Westinghouse's developers first created a cross-reference document
that mapped the FAA's requirements to the IEC 880 standard,
"Functional Safety: Safety Related Systems." Thomson produced a
document that traced each requirement in the IEC 880 standard into the
material developed for FAA certification to enable the Nuclear
Certification Agencies to find the information they need. The
compiler company also added 50 extra test cases for boundary
conditions that the FAA did not require, which Westinghouse's
verification and validation department is currently reviewing and spot
checking with retests. Because the safety-critical runtime software
already satisfied most of the reactor's requirements, the companies
were able to concentrate their efforts on creating and running tests
rather than fixing code.
After another round of editing the documentation and implementing any
customer changes, Westinghouse will try to ship its new I&C system in
November 1997. In the fall of 1996, the company started to test,
verify, and validate its new backup protection software, which will be
fewer than 100,000 SLOC. Testing for the entire system should be
completed in May 1997.
The Temelin power plant still has hurdles ahead, and has drawn
opposition from inside as well as outside the new Czech republic.
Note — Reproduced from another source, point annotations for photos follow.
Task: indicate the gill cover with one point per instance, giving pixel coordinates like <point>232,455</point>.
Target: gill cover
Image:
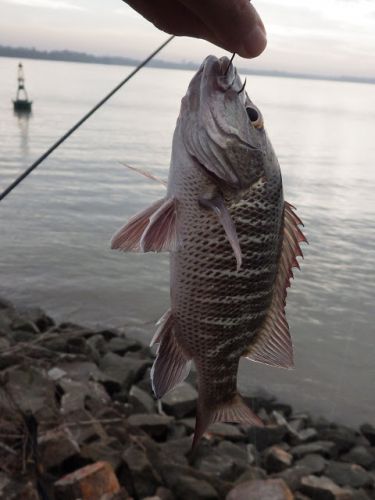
<point>215,125</point>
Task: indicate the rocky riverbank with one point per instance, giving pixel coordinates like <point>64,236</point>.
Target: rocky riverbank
<point>78,420</point>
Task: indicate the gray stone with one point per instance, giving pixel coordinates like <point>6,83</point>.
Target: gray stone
<point>55,446</point>
<point>293,476</point>
<point>313,462</point>
<point>352,475</point>
<point>98,344</point>
<point>225,462</point>
<point>276,459</point>
<point>360,455</point>
<point>323,488</point>
<point>109,450</point>
<point>124,370</point>
<point>121,345</point>
<point>181,401</point>
<point>176,451</point>
<point>226,431</point>
<point>144,477</point>
<point>190,488</point>
<point>368,431</point>
<point>141,401</point>
<point>343,437</point>
<point>172,472</point>
<point>155,425</point>
<point>39,398</point>
<point>250,474</point>
<point>263,437</point>
<point>324,448</point>
<point>270,489</point>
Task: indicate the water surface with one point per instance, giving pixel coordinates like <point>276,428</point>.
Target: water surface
<point>55,227</point>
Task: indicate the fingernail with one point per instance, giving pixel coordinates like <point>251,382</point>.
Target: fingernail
<point>255,42</point>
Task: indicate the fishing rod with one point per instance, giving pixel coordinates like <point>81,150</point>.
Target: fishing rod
<point>81,121</point>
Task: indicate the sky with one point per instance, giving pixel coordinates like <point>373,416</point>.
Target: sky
<point>330,37</point>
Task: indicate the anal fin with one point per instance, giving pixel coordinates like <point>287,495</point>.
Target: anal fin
<point>235,410</point>
<point>171,365</point>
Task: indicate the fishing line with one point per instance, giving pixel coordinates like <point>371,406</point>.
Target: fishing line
<point>81,121</point>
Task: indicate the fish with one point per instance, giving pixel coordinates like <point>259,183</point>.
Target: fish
<point>233,242</point>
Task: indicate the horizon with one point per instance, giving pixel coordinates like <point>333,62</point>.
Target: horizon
<point>326,37</point>
<point>160,63</point>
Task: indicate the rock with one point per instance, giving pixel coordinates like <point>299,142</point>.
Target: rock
<point>190,488</point>
<point>141,401</point>
<point>176,451</point>
<point>314,463</point>
<point>323,488</point>
<point>293,476</point>
<point>55,446</point>
<point>352,475</point>
<point>171,474</point>
<point>98,344</point>
<point>124,370</point>
<point>109,450</point>
<point>343,437</point>
<point>181,401</point>
<point>250,474</point>
<point>270,489</point>
<point>121,345</point>
<point>38,398</point>
<point>164,493</point>
<point>276,459</point>
<point>145,478</point>
<point>368,431</point>
<point>324,448</point>
<point>226,431</point>
<point>360,455</point>
<point>155,425</point>
<point>87,483</point>
<point>252,454</point>
<point>25,325</point>
<point>226,462</point>
<point>263,437</point>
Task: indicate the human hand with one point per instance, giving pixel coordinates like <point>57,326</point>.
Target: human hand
<point>233,25</point>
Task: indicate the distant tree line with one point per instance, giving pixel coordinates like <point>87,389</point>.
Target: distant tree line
<point>82,57</point>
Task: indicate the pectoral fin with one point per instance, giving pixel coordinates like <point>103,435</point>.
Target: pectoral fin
<point>171,365</point>
<point>272,344</point>
<point>152,230</point>
<point>217,205</point>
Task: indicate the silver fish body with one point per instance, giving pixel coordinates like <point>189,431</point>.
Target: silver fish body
<point>232,241</point>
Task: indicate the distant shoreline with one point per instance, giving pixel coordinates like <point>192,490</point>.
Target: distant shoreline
<point>81,57</point>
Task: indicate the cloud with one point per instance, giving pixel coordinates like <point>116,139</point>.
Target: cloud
<point>47,4</point>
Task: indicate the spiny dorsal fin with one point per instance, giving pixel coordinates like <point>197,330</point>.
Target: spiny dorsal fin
<point>152,230</point>
<point>272,344</point>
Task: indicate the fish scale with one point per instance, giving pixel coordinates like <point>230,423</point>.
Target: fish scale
<point>232,240</point>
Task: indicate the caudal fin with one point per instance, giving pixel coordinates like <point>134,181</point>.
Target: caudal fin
<point>235,410</point>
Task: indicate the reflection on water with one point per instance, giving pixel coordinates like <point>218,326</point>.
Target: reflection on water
<point>23,118</point>
<point>56,226</point>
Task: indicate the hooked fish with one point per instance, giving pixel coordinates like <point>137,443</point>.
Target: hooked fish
<point>233,241</point>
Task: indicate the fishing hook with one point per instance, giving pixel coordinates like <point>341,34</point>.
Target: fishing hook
<point>230,62</point>
<point>242,88</point>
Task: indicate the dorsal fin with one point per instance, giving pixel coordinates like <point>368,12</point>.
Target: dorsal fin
<point>272,344</point>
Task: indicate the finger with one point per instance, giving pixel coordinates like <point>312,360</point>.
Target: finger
<point>172,17</point>
<point>235,24</point>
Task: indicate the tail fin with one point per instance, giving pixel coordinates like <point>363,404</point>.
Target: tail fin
<point>234,410</point>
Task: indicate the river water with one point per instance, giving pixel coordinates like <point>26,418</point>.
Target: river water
<point>56,226</point>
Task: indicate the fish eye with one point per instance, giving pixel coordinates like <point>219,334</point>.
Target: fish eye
<point>254,117</point>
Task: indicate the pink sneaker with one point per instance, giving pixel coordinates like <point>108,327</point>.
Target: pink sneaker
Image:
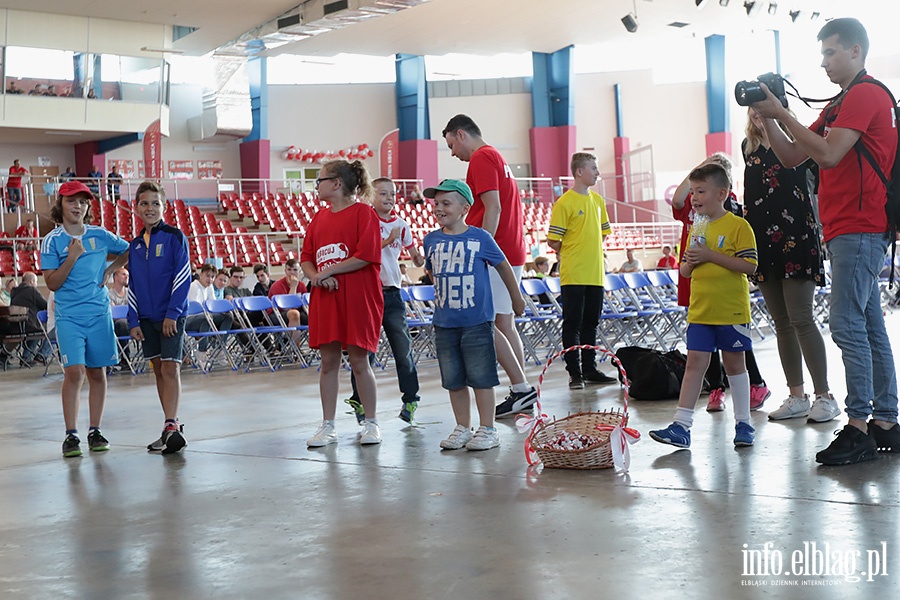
<point>716,400</point>
<point>758,396</point>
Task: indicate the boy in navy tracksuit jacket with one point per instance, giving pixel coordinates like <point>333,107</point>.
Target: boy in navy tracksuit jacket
<point>159,264</point>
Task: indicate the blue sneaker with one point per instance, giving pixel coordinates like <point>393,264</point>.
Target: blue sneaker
<point>674,435</point>
<point>743,434</point>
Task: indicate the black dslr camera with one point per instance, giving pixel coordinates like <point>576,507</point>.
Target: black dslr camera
<point>748,92</point>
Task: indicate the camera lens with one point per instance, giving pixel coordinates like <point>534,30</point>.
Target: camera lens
<point>748,92</point>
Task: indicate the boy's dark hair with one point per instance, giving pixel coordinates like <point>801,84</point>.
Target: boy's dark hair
<point>463,122</point>
<point>580,159</point>
<point>353,176</point>
<point>849,31</point>
<point>712,173</point>
<point>56,210</point>
<point>150,186</point>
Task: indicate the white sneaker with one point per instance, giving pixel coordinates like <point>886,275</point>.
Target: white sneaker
<point>793,407</point>
<point>824,409</point>
<point>370,434</point>
<point>458,438</point>
<point>485,438</point>
<point>324,435</point>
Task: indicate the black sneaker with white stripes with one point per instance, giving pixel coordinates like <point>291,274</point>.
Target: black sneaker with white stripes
<point>516,402</point>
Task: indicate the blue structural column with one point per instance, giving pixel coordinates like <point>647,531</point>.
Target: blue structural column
<point>717,98</point>
<point>552,136</point>
<point>255,149</point>
<point>417,153</point>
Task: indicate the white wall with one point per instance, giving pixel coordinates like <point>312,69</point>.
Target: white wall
<point>329,118</point>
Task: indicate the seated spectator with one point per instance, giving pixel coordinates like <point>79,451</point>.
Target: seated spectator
<point>28,230</point>
<point>219,284</point>
<point>5,292</point>
<point>632,265</point>
<point>667,261</point>
<point>541,267</point>
<point>262,280</point>
<point>291,284</point>
<point>26,294</point>
<point>200,291</point>
<point>118,296</point>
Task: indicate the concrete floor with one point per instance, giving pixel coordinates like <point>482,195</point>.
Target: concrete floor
<point>248,511</point>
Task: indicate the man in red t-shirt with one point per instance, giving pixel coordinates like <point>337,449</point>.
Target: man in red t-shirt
<point>14,186</point>
<point>497,210</point>
<point>854,223</point>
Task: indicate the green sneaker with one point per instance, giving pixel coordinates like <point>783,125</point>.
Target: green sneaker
<point>358,410</point>
<point>96,441</point>
<point>71,446</point>
<point>408,411</point>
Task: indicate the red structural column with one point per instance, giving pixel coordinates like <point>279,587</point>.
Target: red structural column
<point>255,163</point>
<point>417,159</point>
<point>621,147</point>
<point>551,152</point>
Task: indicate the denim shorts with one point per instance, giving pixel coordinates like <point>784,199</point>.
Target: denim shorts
<point>156,345</point>
<point>466,356</point>
<point>727,338</point>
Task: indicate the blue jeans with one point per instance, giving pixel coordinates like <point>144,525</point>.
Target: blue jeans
<point>466,356</point>
<point>397,332</point>
<point>857,325</point>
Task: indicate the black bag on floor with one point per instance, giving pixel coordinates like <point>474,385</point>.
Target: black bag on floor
<point>654,375</point>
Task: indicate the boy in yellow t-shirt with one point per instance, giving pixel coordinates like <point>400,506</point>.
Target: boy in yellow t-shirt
<point>578,225</point>
<point>718,262</point>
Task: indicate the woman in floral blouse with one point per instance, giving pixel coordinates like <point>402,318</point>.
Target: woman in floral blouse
<point>778,206</point>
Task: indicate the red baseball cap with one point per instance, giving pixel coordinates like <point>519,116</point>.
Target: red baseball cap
<point>70,188</point>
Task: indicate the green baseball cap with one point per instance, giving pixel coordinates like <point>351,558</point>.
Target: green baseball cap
<point>451,185</point>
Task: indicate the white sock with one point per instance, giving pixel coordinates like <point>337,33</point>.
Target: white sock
<point>740,396</point>
<point>684,417</point>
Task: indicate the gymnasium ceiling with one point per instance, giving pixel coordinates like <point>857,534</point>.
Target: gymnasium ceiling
<point>443,26</point>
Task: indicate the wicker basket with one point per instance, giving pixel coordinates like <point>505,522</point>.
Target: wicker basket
<point>598,456</point>
<point>599,425</point>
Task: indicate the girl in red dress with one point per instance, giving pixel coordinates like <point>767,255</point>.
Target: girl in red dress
<point>341,257</point>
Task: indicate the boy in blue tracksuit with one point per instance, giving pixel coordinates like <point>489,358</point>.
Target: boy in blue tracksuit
<point>159,264</point>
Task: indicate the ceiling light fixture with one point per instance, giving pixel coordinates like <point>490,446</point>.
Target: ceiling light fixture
<point>753,8</point>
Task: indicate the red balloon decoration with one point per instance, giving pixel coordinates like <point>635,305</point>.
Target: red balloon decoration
<point>359,152</point>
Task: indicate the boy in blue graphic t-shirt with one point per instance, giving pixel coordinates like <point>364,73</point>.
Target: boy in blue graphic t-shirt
<point>458,256</point>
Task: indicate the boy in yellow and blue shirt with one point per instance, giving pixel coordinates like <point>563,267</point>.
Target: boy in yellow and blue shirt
<point>717,262</point>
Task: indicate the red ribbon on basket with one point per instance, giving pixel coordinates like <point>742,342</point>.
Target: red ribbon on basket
<point>619,437</point>
<point>527,423</point>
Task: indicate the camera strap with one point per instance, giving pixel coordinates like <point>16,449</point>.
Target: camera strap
<point>834,99</point>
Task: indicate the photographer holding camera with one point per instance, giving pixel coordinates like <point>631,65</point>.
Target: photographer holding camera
<point>852,211</point>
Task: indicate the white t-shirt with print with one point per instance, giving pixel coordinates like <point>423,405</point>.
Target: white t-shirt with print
<point>390,254</point>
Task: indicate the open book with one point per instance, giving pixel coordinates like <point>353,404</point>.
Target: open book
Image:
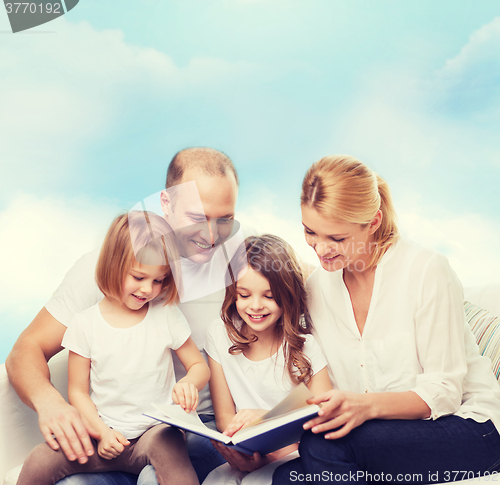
<point>279,427</point>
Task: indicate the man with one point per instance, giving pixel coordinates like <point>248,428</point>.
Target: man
<point>60,423</point>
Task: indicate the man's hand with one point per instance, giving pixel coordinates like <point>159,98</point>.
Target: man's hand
<point>62,427</point>
<point>186,395</point>
<point>111,444</point>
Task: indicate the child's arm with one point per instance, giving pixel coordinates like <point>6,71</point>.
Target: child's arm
<point>185,392</point>
<point>111,443</point>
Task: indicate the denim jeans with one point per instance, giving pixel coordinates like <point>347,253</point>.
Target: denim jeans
<point>398,451</point>
<point>203,455</point>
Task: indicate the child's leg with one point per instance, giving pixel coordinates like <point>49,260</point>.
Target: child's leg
<point>165,448</point>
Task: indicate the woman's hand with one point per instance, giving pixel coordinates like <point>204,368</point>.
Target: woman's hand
<point>240,461</point>
<point>341,411</point>
<point>111,444</point>
<point>186,395</point>
<point>242,419</point>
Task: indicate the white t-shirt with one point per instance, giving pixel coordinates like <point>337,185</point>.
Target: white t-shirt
<point>415,336</point>
<point>256,384</point>
<point>79,291</point>
<point>130,367</point>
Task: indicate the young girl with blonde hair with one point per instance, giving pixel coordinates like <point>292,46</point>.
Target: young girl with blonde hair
<point>120,355</point>
<point>261,348</point>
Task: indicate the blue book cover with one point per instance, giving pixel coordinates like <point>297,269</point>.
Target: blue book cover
<point>280,427</point>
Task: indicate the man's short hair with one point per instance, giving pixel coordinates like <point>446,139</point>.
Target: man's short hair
<point>208,160</point>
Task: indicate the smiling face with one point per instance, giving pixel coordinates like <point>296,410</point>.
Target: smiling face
<point>141,284</point>
<point>339,245</point>
<point>255,303</point>
<point>200,229</point>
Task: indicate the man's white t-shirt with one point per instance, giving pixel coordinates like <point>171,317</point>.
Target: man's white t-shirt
<point>257,384</point>
<point>131,368</point>
<point>415,337</point>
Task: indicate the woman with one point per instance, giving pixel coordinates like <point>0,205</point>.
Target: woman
<point>413,401</point>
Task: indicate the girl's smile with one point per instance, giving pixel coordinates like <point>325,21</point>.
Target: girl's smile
<point>141,284</point>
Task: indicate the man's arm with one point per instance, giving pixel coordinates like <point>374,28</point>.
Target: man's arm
<point>29,373</point>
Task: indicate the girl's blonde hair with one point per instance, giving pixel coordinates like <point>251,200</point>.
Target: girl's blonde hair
<point>141,236</point>
<point>343,189</point>
<point>275,260</point>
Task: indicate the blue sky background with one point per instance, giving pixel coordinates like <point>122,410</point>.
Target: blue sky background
<point>94,104</point>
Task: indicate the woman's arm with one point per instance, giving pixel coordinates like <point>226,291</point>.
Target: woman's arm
<point>320,382</point>
<point>185,392</point>
<point>223,403</point>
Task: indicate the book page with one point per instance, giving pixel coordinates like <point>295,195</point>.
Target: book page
<point>176,412</point>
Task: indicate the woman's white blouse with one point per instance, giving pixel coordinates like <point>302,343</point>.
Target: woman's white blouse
<point>415,336</point>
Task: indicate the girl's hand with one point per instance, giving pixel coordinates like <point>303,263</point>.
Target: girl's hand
<point>186,395</point>
<point>243,418</point>
<point>341,411</point>
<point>111,444</point>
Moreover, the requirements for the secondary shutdown system have been
volatile, and continue to change as the Czechs fit Western standards
into a Soviet design.
Strong typing helps keeps ahead of moving baseline
Despite the moving baseline, the programmers are integrating the
individual parts of the new modules into a complete system, which
Ada's strong typing has made easier than they expected. Pike said
that, unlike his experience with C integration, he does not worry that
another developer "was supposed to pass me three parameters and only
passes me two and they're of a different type."
"At this point in the development, most people see that Ada has
significantly cut down on the integration time," Pike said. "Problems
are in logic mistakes or requirements that are not lined up at the
system level, more than mismatches that you would find if not using a
strongly typed language."
In time, Westinghouse expects that Skoda and the Austrians will share
the programmers' confidence in Ada's strength and safety.